Au cours des années qui suivent, ils accueillent et forment
45 médecins, infirmières et épidémiologistes
chinois qui retournent ensuite pratiquer à l'Unité
d'oncologie Bethune-Laval de Changchun. L'appellation de cette
unité associe le nom de l'Université à celui
du grand médecin canadien Norman Bethune, qui s'est rendu
en Chine pendant la révolution pour soigner des blessés
et former des médecins.
Par la suite, Jean Couture supervise la mise sur pied d'un programme
de soins palliatifs, comprenant une "salle de sollicitude
affectueuse", qui permet aux patients de "vivre avec
dignité les derniers jours de leur vie et de quitter ce
monde dans une ambiance sereine". Puis, en collaboration
avec la Société canadienne du cancer, l'Unité
a lancé une campagne de prévention contre le cancer
qui met en vedette Mark Rowswell, un humoriste canadien qui fait
un tabac en Chine.
Une rencontre féconde
En dix ans, l'Unité d'oncologie Bethune-Laval a traité
des milliers de Chinois atteints de cancer. Pour le bien des
malades, la médecine occidentale a ainsi mis le pied dans
un hôpital où prévaut la médecine
traditionnelle chinoise. Le cinéaste Edgar Soldevilla
est allé voir comment les médecines occidentale
et chinoise cohabitent dans ce corps étranger qui se développe
au sein d'un organisme chinois. Dans son documentaire de 52 minutes,
intitulé Dans l'esprit de Norman Bethune, lancé
hier soir à la Bibliothèque Gabrielle-Roy, le cinéaste
aborde la question de la déshumanisation des soins dans
la médecine occidentale et du risque d'évacuer
la spécificité de la médecine chinoise -
les soins de l'âme - du traitement des malades.

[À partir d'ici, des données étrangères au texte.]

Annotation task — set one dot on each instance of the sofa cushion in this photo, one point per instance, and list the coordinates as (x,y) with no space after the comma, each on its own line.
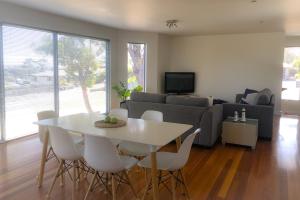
(187,101)
(250,99)
(264,97)
(148,97)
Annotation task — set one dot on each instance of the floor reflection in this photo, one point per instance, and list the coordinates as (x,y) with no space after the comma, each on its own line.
(287,146)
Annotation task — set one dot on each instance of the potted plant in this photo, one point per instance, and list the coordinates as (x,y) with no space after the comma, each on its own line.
(123,92)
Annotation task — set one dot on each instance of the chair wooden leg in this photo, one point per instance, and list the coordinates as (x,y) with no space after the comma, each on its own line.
(43,160)
(173,183)
(77,173)
(90,186)
(184,184)
(130,184)
(55,178)
(62,176)
(146,175)
(113,187)
(74,180)
(146,189)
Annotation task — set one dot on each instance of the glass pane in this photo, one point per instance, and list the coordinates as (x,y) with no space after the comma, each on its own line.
(82,75)
(136,65)
(291,74)
(28,77)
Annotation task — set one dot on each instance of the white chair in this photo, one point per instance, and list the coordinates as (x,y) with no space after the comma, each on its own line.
(173,163)
(102,155)
(69,154)
(141,150)
(119,113)
(48,114)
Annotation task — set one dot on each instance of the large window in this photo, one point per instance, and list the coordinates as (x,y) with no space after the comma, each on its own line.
(136,65)
(291,74)
(82,75)
(44,70)
(28,79)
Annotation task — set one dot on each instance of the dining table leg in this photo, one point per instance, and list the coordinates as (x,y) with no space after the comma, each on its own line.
(154,176)
(43,159)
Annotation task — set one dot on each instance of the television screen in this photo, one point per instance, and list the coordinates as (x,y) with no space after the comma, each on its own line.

Par le biais des témoignages de Jean Couture, de son collègue
chinois Liu Guogin, d'anthropologues médicaux - dont Serge
Genest, de l'Université Laval -, de patients et du personnel
de l'Unité oncologique, Edgar Soldevilla montre comment
l'approche préconisée à l'Unité d'oncologie
Bethune-Laval favorise une rencontre féconde des deux
cultures médicales. Dans les dernières secondes
du documentaire, Jean Couture compare le modèle développé
à l'Unité d'oncologie Bethune-Laval à "une
goutte d'eau qui pourrait faire boule de neige". Le modèle
a déjà été repris dans deux autres
villes chinoises et il est question de l'exporter vers d'autres
régions de ce pays. Le propos du documentaire d'Edgar
Soldevilla porte à penser que ce ne serait pas une mauvaise
idée de l'exporter au Québec également.